On my way back to Cape Cod now. EVDOing from the Southwest lounge at RDU airport on my X60s, back to RTP on Monday, where the state pastime is perspiring.

Lost archives

I had dinner with Bob Carrigan, President of IDG Communications last night in Cary, NC. We caught up — Bob was my boss of bosses back in my brief IDG tenure at CXO last year — and he asked what I thought about AOL’s move to drop the garden walls and go free. Bob is ex-AOL and a keen follower of the company, so we got into a discussion about cost walls and ad inventory and eventually the discussion turned to Jason Calacanis’ move to revive the Netscape brand as a Digg-like news site.

This got me to thinking of old 1990s web brands and their potential for a second chance.
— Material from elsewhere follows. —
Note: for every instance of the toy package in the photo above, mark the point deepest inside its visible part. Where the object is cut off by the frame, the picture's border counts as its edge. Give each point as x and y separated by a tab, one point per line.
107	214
Examples? Wired News getting reunited with Wired Mag after one of the dumber divorces in dot.com history. What about the archives of the Industry Standard? Matt McAllister at Yahoo — also ex-IDG, where he was the online GM at InfoWorld — and I talked years ago about reviving the Standard, which Matt managed. I was chatting with a colleague at lunch and recounted the famous “process is for people who step out of the shower to take a piss” line that I found in a great and hysterical column at the Standard in ’99. I’d love to link to it, but it is as if the entire archive has vanished, poof, into the dustbin.